La condivisione cristiana, secondo Leone XIV, impone dunque uno sguardo capace di riconoscere tali contrasti e di affrontare la realtà senza passività o indifferenza.
Gli squilibri del nostro tempo
Prevost ha poi concentra l’attenzione sulle distanze che accompagnano il progresso. La scienza e la tecnologia offrono possibilità sempre maggiori, ma non risultano accessibili a tutti e non sempre restano al servizio dell’essere umano. Una contraddizione analoga emerge sul terreno economico. Alla crescita di ricchezze, opportunità e potenza si contrappone la condizione di una parte consistente della popolazione mondiale, ancora segnata dalla fame e dalla miseria.
Anche la maggiore conoscenza delle dinamiche della vita sociale non elimina le incertezze sulla direzione da seguire. Il quadro descritto dal Vescovo di Roma mostra quindi una società capace di ampliare le proprie possibilità, ma ancora esposta a squilibri che investono persone, comunità e popoli.
Una Chiesa che ascolta e accoglie
“In un tempo segnato da profondi mutamenti”, dai quali nascono “preoccupanti squilibri”, la Chiesa è chiamata, secondo Sua Santità, a porsi al servizio dell’essere umano. Il compito passa dall’ascolto e dall’accoglienza degli interrogativi più profondi del cuore. Al centro resta Cristo, indicato dalla ‘Gaudium et spes’come “la chiave, il centro e il fine di tutta la storia umana”.
Per il Papa non basta osservare ciò che accade: i credenti devono lasciarsi interpellare dalla storia e assumere le difficoltà dei fratelli, in particolare di chi subisce ingiustizia, discriminazione e violenza.

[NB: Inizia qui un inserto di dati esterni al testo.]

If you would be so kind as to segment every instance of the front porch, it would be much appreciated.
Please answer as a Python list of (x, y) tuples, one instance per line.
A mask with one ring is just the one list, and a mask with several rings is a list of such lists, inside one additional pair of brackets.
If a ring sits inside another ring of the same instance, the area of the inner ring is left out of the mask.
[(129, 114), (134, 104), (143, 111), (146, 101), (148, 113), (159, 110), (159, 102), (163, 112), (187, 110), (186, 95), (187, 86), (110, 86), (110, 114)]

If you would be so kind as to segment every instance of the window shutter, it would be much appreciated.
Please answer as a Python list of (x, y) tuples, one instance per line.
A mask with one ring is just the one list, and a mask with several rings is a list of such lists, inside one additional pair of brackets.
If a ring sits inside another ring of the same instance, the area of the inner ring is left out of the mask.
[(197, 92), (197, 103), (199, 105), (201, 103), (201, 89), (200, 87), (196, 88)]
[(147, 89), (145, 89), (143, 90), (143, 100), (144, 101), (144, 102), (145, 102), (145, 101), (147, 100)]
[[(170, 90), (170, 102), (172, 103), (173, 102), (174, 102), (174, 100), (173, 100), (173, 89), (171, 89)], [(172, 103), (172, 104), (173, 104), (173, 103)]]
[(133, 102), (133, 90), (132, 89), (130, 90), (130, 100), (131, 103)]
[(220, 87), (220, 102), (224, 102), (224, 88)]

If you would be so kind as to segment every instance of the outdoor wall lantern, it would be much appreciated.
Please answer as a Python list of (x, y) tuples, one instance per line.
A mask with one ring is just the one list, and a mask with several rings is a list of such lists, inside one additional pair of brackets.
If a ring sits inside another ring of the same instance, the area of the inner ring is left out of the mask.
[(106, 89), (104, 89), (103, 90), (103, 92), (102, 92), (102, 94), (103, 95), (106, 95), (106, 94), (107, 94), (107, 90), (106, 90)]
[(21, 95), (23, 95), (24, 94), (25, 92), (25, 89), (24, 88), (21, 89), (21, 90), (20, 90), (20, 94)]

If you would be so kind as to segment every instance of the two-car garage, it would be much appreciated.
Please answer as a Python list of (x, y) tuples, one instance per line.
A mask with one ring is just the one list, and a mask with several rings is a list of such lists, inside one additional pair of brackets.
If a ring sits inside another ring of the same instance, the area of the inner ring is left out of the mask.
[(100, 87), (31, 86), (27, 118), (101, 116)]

Dai “profeti di sventura” ai segni dei tempi
La riflessione è ripartita dallo spirito del Concilio Vaticano II. Leone XIV ha ricordato il richiamo di San Giovanni XXIII contro i “profeti di sventura”, convinti che il presente fosse necessariamente peggiore del passato. La ‘Gaudium et spes’, promulgata tre anni dopo l’apertura del Concilio, pose al centro proprio il rapporto con il mondo contemporaneo. Non un ottimismo ingenuo, precisa il Pontefice, ma una fedeltà a Cristo che porta la Chiesa a condividere “le gioie e le speranze, le tristezze e le angosce” degli uomini, con un’attenzione particolare ai poveri e a chi soffre.
Da qui deriva anche il dovere permanente di “scrutare i segni dei tempi” alla luce del Vangelo. La Chiesa, ha spiegato attraverso il testo conciliare, non persegue ambizioni terrene: il suo compito consiste nel continuare l’opera di Cristo, chiamato a salvare, servire e testimoniare la verità.
La scelta dei poveri
Un altro passaggio ha riguardato la prossimità verso chi vive ai margini. Il Pontefice ha richiamato l’insegnamento di Papa Francesco, secondo il quale l’opzione per i poveri costituisce per la Chiesa una categoria teologica prima ancora che culturale, sociologica, politica o filosofica. La vicinanza richiede ascolto, comprensione e amicizia. Non si riduce quindi a una disposizione morale, ma entra nella stessa identità della comunità cristiana.
Prevost ha indicato come destinatari prioritari di questa attenzione quanti risultano “schiacciati dall’ingiustizia, dalla discriminazione, dalla violenza”. Solo la condivisione e l’impegno, afferma, possono aprire la strada a risposte adeguate.
La conclusione è tornata alle parole che danno il nome alla Costituzione conciliare: gaudium et spes, gioia e speranza. Sono questi, secondo Leone, i tratti che devono caratterizzare una Chiesa capace di annunciare e testimoniare il Vangelo nella società contemporanea.